China tidak mencapai posisinya sekarang secara kebetulan. Pada 2015, pemerintah meluncurkan strategi nasional bernama Made in China 2025, yang menetapkan target ambisius untuk meningkatkan kualitas dan kapasitas manufaktur. Salah satu tujuannya? Memproduksi 100.000 robot industri per tahun, seperti dilaporkan oleh China Daily.
Hasilnya luar biasa. Laporan International Federation of Robotics menyebutkan bahwa antara 2022 dan 2023, China memasang lebih dari 276.000 robot—lebih dari separuh total robot yang dipasang di seluruh dunia. Ini menjadi penyebaran robot industri terbesar kedua yang pernah tercatat dalam sejarah.
Baca Juga:
Perang Dagang dan Logam Tanah Jarang
Persaingan semakin rumit karena China menguasai pasokan logam tanah jarang—bahan penting untuk manufaktur teknologi tinggi, termasuk robotika. AS sangat bergantung pada impor logam ini, memberikan China keunggulan strategis dalam perang dagang yang dipicu oleh Donald Trump.

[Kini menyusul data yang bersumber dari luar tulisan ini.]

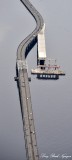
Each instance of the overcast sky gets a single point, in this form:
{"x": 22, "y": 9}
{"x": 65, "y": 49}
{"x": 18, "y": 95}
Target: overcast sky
{"x": 51, "y": 100}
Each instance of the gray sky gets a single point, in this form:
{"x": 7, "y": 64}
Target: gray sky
{"x": 52, "y": 100}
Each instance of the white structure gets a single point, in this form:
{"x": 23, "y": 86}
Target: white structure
{"x": 41, "y": 47}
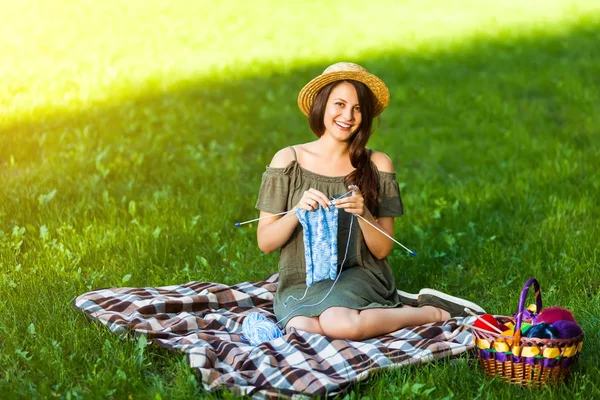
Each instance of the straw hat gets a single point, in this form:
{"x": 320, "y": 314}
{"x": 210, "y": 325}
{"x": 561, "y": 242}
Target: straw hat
{"x": 343, "y": 71}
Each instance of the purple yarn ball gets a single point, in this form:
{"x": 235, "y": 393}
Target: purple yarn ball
{"x": 542, "y": 331}
{"x": 567, "y": 329}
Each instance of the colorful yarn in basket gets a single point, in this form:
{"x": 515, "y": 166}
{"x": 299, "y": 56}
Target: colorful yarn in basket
{"x": 528, "y": 361}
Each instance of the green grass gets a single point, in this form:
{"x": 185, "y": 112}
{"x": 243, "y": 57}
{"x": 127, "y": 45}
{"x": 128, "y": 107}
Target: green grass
{"x": 133, "y": 135}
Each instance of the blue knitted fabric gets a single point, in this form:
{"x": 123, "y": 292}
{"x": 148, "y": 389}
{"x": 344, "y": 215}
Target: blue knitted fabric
{"x": 320, "y": 243}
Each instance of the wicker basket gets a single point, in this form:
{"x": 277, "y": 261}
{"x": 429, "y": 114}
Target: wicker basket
{"x": 526, "y": 361}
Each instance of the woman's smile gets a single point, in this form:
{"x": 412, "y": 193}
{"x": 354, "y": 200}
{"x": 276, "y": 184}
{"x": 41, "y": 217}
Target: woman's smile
{"x": 342, "y": 112}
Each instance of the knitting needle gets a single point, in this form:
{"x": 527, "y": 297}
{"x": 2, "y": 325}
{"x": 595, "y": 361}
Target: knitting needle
{"x": 412, "y": 253}
{"x": 285, "y": 212}
{"x": 258, "y": 219}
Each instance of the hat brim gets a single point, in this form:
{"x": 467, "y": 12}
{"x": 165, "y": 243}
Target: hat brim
{"x": 380, "y": 91}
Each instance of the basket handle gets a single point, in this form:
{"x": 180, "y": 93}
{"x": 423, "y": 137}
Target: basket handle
{"x": 538, "y": 304}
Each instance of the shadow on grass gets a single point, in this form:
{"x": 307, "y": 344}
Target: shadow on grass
{"x": 495, "y": 144}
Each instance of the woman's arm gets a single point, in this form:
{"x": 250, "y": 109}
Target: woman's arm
{"x": 379, "y": 245}
{"x": 274, "y": 232}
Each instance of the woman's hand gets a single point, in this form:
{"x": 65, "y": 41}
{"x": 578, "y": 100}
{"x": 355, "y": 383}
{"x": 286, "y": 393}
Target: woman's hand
{"x": 354, "y": 204}
{"x": 311, "y": 199}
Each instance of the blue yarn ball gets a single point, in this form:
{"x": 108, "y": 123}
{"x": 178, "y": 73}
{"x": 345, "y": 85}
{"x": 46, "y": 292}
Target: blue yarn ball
{"x": 542, "y": 330}
{"x": 258, "y": 329}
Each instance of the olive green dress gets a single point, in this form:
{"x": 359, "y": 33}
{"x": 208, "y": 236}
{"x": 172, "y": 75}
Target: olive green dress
{"x": 365, "y": 282}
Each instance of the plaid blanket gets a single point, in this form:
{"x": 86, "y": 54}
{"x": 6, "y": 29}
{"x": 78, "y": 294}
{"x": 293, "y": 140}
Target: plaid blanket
{"x": 204, "y": 321}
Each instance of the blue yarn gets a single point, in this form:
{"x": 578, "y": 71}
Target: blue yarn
{"x": 258, "y": 329}
{"x": 320, "y": 243}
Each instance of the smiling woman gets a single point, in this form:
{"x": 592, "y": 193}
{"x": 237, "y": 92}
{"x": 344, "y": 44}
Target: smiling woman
{"x": 341, "y": 104}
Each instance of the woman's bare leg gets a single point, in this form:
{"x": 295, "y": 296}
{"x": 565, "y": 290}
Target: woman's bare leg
{"x": 346, "y": 323}
{"x": 306, "y": 324}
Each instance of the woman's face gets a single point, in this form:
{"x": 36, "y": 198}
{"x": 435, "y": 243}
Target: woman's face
{"x": 342, "y": 112}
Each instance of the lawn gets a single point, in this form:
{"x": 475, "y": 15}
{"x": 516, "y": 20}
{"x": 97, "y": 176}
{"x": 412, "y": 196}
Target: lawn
{"x": 134, "y": 134}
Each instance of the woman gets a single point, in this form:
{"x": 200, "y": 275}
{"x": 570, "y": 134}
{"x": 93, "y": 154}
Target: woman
{"x": 341, "y": 104}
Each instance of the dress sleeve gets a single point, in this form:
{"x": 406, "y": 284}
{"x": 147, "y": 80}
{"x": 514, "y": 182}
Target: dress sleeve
{"x": 274, "y": 191}
{"x": 390, "y": 202}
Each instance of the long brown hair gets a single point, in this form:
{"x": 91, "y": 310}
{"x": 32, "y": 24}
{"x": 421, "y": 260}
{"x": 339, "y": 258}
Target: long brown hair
{"x": 365, "y": 174}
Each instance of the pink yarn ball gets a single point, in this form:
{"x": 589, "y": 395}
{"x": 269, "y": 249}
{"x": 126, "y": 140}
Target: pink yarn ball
{"x": 567, "y": 329}
{"x": 552, "y": 314}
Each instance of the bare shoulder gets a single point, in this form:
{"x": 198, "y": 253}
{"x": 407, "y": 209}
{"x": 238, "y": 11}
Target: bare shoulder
{"x": 382, "y": 162}
{"x": 283, "y": 158}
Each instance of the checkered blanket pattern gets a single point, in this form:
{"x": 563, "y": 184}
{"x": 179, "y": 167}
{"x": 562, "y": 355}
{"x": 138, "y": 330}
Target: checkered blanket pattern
{"x": 204, "y": 321}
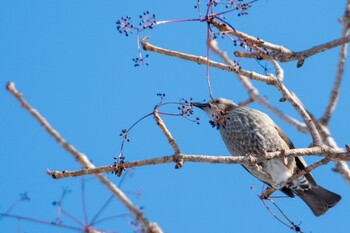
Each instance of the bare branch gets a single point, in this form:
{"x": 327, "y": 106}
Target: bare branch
{"x": 82, "y": 159}
{"x": 252, "y": 91}
{"x": 330, "y": 154}
{"x": 179, "y": 159}
{"x": 278, "y": 53}
{"x": 340, "y": 69}
{"x": 277, "y": 82}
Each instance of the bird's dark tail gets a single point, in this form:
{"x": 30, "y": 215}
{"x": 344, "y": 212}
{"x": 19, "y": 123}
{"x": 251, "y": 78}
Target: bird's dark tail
{"x": 319, "y": 199}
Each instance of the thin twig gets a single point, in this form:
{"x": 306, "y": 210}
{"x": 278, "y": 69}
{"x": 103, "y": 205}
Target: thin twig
{"x": 278, "y": 83}
{"x": 279, "y": 52}
{"x": 178, "y": 155}
{"x": 340, "y": 70}
{"x": 81, "y": 158}
{"x": 252, "y": 91}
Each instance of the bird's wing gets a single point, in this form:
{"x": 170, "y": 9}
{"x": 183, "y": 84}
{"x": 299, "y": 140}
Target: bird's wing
{"x": 300, "y": 162}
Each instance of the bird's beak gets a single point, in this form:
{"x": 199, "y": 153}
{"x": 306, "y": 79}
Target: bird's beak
{"x": 200, "y": 105}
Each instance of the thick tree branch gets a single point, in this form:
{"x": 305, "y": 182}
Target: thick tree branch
{"x": 340, "y": 69}
{"x": 278, "y": 83}
{"x": 84, "y": 161}
{"x": 329, "y": 153}
{"x": 252, "y": 91}
{"x": 278, "y": 52}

Baru-baru ini, China menghentikan ekspor logam tanah jarang ke AS sebagai respons terhadap tarif Trump. Langkah ini memicu protes dari Elon Musk, yang mengeluh bahwa kebijakan itu akan menghambat upaya robotikanya. Beberapa minggu kemudian, Trump mengumumkan rencana untuk menurunkan tarif secara signifikan—pertanda bahwa China berhasil memainkan kartunya dengan baik.
Jika AS ingin kembali bersaing di dunia manufaktur, satu hal jelas: mereka harus berhenti bertengkar dan mulai belajar dari China, sang pemenang perlombaan robotika global.
China tidak hanya unggul dalam robot industri. Mereka juga memimpin inovasi di berbagai bidang, seperti robot medis yang membantu penanganan pandemi dan robot pembaca berita AI pertama di dunia.
Pertanyaannya sekarang: apakah AS bisa mengejar ketertinggalan, atau China akan terus mendominasi era otomatisasi ini?